Man Facing the Death Penalty for Defending Himself from State Agents

If you were woken from your sleep early in the morning by the sound of people breaking into your home what would you do? I’m guessing that most readers of this site would arm themselves and prepare to defend their lives. It’s a logical response as home invaders are rarely interested in helping you. Unfortunately the police have resorted to the criminal activity of breaking and entering to enforce their employer’s erroneous drug prohibition, and this has put both officers and homeowners in danger. What makes this worse is that defending yourself from possible burglars is illegal if those burglars are police officers:

Four officers wounded in a Utah drug raid described a chaotic scene of gunfire, bodies and blood Thursday as they presented testimony against the Ogden man accused in the shootings.

Matthew David Stewart, 38, could face the death penalty if convicted of aggravated murder in the January shootout that killed one officer and wounded five others at his Ogden home.

[…]

Stewart insisted a day after the raid that he didn’t hear agents identify themselves and that he believed he was going to be robbed and killed when “a bunch of guys” broke his door open, an investigator for the prosecutor’s office testified Thursday. The hearings have focused heavily on how agents say they shouted out police commands.

Stewart was just waking up for a nightshift at Walmart and “felt like he was being invaded,” said Robert Carpenter, the investigator for the Weber County attorney’s office who recorded the interview at Stewart’s hospital bed.
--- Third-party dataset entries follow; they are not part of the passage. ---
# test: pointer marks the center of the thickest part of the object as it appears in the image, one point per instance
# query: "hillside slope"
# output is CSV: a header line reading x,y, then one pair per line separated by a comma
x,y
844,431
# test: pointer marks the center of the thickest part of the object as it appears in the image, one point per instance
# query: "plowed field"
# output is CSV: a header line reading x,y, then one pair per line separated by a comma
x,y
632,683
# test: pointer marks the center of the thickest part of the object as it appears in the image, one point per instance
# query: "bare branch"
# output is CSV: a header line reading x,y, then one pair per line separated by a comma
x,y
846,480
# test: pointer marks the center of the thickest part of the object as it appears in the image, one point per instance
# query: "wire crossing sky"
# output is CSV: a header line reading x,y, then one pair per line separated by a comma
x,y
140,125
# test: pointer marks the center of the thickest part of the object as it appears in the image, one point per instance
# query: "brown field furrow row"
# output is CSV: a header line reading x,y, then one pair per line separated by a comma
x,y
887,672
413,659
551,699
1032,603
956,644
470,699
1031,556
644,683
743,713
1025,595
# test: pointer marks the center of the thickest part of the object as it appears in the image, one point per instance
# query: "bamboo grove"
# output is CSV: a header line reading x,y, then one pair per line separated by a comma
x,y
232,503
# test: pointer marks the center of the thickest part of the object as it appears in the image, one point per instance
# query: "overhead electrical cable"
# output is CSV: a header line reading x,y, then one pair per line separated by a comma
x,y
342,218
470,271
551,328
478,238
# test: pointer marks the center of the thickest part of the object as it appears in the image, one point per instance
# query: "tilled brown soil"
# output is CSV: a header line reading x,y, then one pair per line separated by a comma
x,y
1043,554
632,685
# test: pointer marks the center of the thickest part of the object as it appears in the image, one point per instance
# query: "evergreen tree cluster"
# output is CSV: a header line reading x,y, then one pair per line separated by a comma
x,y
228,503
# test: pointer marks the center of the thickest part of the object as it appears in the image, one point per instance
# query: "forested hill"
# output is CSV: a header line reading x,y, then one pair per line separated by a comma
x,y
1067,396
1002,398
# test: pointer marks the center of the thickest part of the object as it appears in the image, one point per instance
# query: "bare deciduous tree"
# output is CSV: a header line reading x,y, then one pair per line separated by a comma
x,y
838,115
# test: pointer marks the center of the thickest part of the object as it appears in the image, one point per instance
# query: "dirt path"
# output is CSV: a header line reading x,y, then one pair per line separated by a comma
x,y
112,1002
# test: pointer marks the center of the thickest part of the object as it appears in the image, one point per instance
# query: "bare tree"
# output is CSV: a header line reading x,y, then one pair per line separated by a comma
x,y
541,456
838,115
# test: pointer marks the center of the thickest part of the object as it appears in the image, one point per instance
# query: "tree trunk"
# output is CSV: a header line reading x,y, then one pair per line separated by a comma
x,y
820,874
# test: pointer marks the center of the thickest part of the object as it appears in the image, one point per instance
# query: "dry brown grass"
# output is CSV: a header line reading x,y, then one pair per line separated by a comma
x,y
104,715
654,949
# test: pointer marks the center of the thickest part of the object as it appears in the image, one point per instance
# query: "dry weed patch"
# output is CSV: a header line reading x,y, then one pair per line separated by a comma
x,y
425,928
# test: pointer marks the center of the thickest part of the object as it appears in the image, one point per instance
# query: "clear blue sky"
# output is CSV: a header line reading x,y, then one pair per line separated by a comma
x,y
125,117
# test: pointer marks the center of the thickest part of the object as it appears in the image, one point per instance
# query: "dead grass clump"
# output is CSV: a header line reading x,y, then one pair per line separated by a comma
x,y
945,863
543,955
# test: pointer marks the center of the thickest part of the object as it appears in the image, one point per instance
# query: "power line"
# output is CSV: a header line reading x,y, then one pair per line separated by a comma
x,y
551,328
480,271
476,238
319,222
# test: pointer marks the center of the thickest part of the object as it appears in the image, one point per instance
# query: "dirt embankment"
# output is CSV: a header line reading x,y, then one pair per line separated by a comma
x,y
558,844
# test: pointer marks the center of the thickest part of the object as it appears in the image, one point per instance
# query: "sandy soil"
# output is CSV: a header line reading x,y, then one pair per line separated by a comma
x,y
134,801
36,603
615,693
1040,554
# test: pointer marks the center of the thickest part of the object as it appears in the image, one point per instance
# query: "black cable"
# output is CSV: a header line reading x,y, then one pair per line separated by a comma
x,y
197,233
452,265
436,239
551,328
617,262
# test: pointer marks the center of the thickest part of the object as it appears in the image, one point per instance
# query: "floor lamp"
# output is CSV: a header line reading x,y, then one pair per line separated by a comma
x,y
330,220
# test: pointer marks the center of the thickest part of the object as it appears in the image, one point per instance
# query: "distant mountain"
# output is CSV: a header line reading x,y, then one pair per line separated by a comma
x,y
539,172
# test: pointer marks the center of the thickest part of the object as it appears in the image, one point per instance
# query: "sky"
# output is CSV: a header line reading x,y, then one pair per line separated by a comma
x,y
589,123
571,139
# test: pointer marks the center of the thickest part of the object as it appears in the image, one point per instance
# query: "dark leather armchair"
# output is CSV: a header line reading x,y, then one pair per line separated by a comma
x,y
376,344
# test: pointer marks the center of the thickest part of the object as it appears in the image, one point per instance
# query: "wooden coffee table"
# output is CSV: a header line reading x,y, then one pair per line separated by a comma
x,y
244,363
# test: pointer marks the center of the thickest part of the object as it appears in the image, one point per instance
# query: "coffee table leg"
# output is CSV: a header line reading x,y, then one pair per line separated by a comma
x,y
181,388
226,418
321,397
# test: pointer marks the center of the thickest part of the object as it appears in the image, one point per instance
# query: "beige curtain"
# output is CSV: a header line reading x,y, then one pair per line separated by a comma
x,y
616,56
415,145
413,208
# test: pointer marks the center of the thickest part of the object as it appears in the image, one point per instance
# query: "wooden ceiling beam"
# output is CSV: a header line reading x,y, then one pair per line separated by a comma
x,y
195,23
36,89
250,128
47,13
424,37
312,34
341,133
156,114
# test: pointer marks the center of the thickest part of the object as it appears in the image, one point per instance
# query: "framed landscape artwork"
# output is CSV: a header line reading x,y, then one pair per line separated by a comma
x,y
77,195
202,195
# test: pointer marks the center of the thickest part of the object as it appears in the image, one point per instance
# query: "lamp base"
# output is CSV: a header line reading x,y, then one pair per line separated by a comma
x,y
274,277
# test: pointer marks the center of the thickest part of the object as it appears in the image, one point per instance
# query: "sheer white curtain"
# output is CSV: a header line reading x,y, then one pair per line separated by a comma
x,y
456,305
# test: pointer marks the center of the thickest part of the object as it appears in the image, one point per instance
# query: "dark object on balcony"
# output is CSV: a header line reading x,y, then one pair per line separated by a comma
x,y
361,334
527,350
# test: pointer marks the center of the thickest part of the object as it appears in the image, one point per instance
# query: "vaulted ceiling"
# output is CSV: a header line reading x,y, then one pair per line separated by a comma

Stewart said he pointed a 9 mm Beretta from his bedroom into a hallway but maintains police fired first.

Stewart’s testimony sounds all too familiar. No-knock raids, raids where police officers don’t identify themselves before storming in, have become more popular for drug enforcement operations. The police claim that no-knock raids are needed for officer safety as they don’t give potential drug deals time to dig in and defend themselves. What the police fail to acknowledge is the possibility of a homeowner defending themselves against unknown assailants, which puts officers in danger when they are the assailants.

The state protects its own. Even when police officers give homeowners every reason to believe they are being attacked by non-state thugs, and thus have grounds of legal self-defense, the state prosecutes the homeowners. Apparently homeowners are supposed to be telepathic and know that the people kicking down their doors in the middle of the night are police officers and not non-state thugs.